The librarian shifted, smiling only a bit. “Well, they have no tongues. Is that true then?”

She got so close he could smell the chocolate and the mint and the syrup and salt from his own body on her breath. “They leave you deep in the haunting woods below Mount Frevell past witches’ cemeteries and shaman fertility grounds. Deep, deep in the greenest part of the forest. So green that it is pitch black. You see nothing, but you feel everything, and the cold bites at every inch of your skin, and the first thing to go besides the baby fat and a few toenails, if you are lucky, is your mind. There is so much to say and nobody to tell it to. You find your way back or you don’t and for some, it takes a few weeks and others years and for many more never at all. They die deep in that forest. They rot and grow into great trees that blot out the sun and stare over the philosophers fighting their way out of the forest’s deep, dark womb.

“When you arrive back you are given honey wine and the sweetest sweets. Sugared apples, all bright and crisp and cooked. Chocolates that gush cream or more chocolate or ground almonds or whatever you like. They will find, gather, prepare. Pork shoulders will be cooked and caramelized and served. It’s a high party. Nobody throws a party like Emerald Court elves and the whole place stinks of smoke and drink and sex. If the forest births you, the party lowers you into your grave. After the party, they come. With their cloaks and their torches and their honorable intentions and they lead you down stone halls until you hear a dripping you can’t place and you panic, deep in your stomach, that they’re taking you back into the forest, but it couldn’t be.” Elvira’s breath turned panicked and ragged for one moment, she paused, smiled, ran her finger along the elf’s bushy brow. So strange for an elf, she thought, Emerald Court elves were so polished. “It couldn’t be because you are so far below the Emerald Court. Deep in the mountains.
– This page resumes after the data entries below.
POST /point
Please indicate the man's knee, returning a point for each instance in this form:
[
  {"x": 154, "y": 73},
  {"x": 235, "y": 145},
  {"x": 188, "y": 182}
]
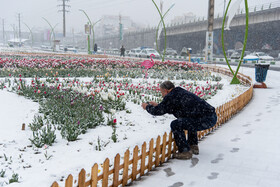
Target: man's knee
[{"x": 174, "y": 125}]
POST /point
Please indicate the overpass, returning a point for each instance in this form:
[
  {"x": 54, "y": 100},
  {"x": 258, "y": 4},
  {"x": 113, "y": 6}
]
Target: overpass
[{"x": 264, "y": 26}]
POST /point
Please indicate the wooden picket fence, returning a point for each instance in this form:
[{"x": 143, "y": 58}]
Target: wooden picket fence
[{"x": 158, "y": 152}]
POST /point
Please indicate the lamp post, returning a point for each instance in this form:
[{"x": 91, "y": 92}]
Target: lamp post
[
  {"x": 91, "y": 25},
  {"x": 52, "y": 29},
  {"x": 30, "y": 34}
]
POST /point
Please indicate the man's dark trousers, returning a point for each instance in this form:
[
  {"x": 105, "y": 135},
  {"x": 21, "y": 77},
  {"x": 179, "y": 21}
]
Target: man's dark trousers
[{"x": 192, "y": 125}]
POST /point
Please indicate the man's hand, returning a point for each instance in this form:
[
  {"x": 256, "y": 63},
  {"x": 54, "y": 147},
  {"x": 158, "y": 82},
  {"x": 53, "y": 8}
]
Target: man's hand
[{"x": 144, "y": 105}]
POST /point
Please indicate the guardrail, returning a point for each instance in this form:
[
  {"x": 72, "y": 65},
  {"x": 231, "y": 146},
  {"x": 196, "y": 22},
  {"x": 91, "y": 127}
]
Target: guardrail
[{"x": 158, "y": 152}]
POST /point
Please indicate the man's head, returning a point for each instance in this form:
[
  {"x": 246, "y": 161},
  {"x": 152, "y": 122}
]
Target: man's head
[{"x": 166, "y": 87}]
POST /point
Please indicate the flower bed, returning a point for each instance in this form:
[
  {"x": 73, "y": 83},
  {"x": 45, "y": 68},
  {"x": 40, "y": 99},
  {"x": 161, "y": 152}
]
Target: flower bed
[{"x": 71, "y": 107}]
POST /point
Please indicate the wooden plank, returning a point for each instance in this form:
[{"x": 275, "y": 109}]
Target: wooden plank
[
  {"x": 94, "y": 174},
  {"x": 143, "y": 159},
  {"x": 169, "y": 145},
  {"x": 125, "y": 168},
  {"x": 163, "y": 148},
  {"x": 151, "y": 148},
  {"x": 134, "y": 163},
  {"x": 55, "y": 184},
  {"x": 105, "y": 173},
  {"x": 157, "y": 151},
  {"x": 82, "y": 178},
  {"x": 116, "y": 170},
  {"x": 69, "y": 181}
]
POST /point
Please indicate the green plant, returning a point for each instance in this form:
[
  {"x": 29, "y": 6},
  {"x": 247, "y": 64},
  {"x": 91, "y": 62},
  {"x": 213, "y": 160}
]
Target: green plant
[
  {"x": 47, "y": 156},
  {"x": 114, "y": 135},
  {"x": 2, "y": 173},
  {"x": 70, "y": 131},
  {"x": 37, "y": 123},
  {"x": 98, "y": 146},
  {"x": 14, "y": 178},
  {"x": 44, "y": 136}
]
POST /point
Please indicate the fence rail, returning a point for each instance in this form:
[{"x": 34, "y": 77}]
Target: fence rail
[{"x": 157, "y": 152}]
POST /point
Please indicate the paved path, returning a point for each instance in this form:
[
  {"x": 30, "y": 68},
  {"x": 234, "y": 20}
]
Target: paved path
[{"x": 244, "y": 152}]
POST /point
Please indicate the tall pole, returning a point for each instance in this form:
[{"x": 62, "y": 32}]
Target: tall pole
[
  {"x": 209, "y": 33},
  {"x": 3, "y": 22},
  {"x": 19, "y": 32},
  {"x": 63, "y": 9},
  {"x": 63, "y": 13}
]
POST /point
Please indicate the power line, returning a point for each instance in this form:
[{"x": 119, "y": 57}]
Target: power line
[{"x": 64, "y": 6}]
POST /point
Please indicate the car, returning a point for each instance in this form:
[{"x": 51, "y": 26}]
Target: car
[
  {"x": 263, "y": 56},
  {"x": 134, "y": 52},
  {"x": 146, "y": 53},
  {"x": 235, "y": 55},
  {"x": 170, "y": 51}
]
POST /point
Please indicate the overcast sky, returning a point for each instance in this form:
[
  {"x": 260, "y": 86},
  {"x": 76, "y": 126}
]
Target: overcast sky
[{"x": 140, "y": 11}]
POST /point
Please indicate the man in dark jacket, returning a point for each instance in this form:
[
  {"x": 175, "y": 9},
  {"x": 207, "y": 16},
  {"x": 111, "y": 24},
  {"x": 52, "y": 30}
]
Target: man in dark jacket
[{"x": 192, "y": 113}]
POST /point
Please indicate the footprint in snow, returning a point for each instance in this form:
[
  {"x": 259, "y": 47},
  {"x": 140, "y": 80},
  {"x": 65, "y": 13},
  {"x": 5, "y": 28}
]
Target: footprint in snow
[
  {"x": 234, "y": 150},
  {"x": 168, "y": 172},
  {"x": 214, "y": 175}
]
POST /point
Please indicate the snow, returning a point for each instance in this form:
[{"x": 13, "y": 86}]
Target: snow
[
  {"x": 243, "y": 152},
  {"x": 41, "y": 167}
]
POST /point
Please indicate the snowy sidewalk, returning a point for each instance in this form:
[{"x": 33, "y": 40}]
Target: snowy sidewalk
[{"x": 243, "y": 152}]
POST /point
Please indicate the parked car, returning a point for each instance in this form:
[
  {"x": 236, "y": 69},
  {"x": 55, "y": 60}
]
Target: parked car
[
  {"x": 170, "y": 51},
  {"x": 235, "y": 55},
  {"x": 263, "y": 56},
  {"x": 134, "y": 52},
  {"x": 146, "y": 53}
]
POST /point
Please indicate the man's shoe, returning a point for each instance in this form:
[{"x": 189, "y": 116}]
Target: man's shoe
[
  {"x": 194, "y": 149},
  {"x": 186, "y": 155}
]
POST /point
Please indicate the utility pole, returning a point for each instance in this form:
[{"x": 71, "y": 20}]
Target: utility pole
[
  {"x": 209, "y": 33},
  {"x": 3, "y": 22},
  {"x": 121, "y": 27},
  {"x": 19, "y": 32},
  {"x": 64, "y": 6}
]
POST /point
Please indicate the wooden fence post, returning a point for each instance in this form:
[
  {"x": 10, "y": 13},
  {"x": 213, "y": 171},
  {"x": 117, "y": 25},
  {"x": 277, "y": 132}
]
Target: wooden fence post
[
  {"x": 169, "y": 145},
  {"x": 163, "y": 151},
  {"x": 105, "y": 173},
  {"x": 69, "y": 181},
  {"x": 134, "y": 162},
  {"x": 125, "y": 167},
  {"x": 116, "y": 170},
  {"x": 82, "y": 178},
  {"x": 94, "y": 175},
  {"x": 157, "y": 151},
  {"x": 55, "y": 184},
  {"x": 151, "y": 151},
  {"x": 143, "y": 159}
]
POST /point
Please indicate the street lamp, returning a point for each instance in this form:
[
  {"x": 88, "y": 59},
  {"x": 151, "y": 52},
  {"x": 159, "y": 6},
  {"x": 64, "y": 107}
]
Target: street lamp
[
  {"x": 92, "y": 25},
  {"x": 52, "y": 29}
]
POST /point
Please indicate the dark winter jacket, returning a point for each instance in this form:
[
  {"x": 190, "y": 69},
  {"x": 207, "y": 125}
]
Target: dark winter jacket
[{"x": 182, "y": 104}]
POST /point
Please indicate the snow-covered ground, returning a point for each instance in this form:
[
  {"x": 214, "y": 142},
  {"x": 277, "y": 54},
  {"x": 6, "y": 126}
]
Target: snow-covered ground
[
  {"x": 41, "y": 167},
  {"x": 244, "y": 152}
]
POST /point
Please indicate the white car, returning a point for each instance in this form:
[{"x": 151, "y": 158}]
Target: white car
[
  {"x": 134, "y": 52},
  {"x": 146, "y": 53}
]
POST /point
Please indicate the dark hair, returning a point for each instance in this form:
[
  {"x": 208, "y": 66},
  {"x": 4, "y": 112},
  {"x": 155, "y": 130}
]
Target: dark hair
[{"x": 167, "y": 85}]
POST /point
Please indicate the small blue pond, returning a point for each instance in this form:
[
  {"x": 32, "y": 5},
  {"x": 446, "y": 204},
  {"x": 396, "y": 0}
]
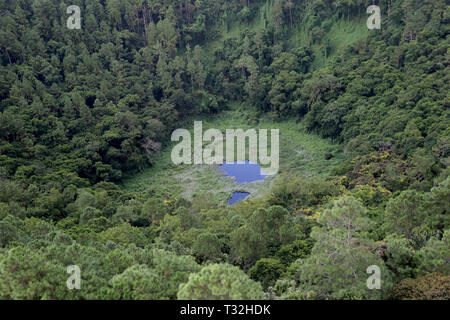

You’d drown in water before you’d ever be in the forest and besides, there’s stone under your feet. Flames are bouncing off gray, endless gray. Stone. Until you arrive at a chair with a single bottle of honey wine by your side. You drink. Even though you’ve spent a blur of days in a stupor, taking and drinking the best of the whole kingdom, of the realm, of the world, of the cosmos.. but this wine is the best thing you’ve ever drunk and you are only allowed a sip before they clutch your tongue and press a blazing red hot iron to it, burning it away.” Elvira let go and grabbed her pants off the floor, she heaved them quickly over her wide hips. “And I’m so good with my tongue.”

She plucked a particularly beautiful stone from a bath, slipped it into her pocket. “And I’m hiding from no one.”

Elvira made her way back into the deserted, empty library. Past darkened gas lamps and deep shadows. She lit a single candle on her table and pulled the next of her books, splaying it wide and began to read. Searching for the secret of the gray men.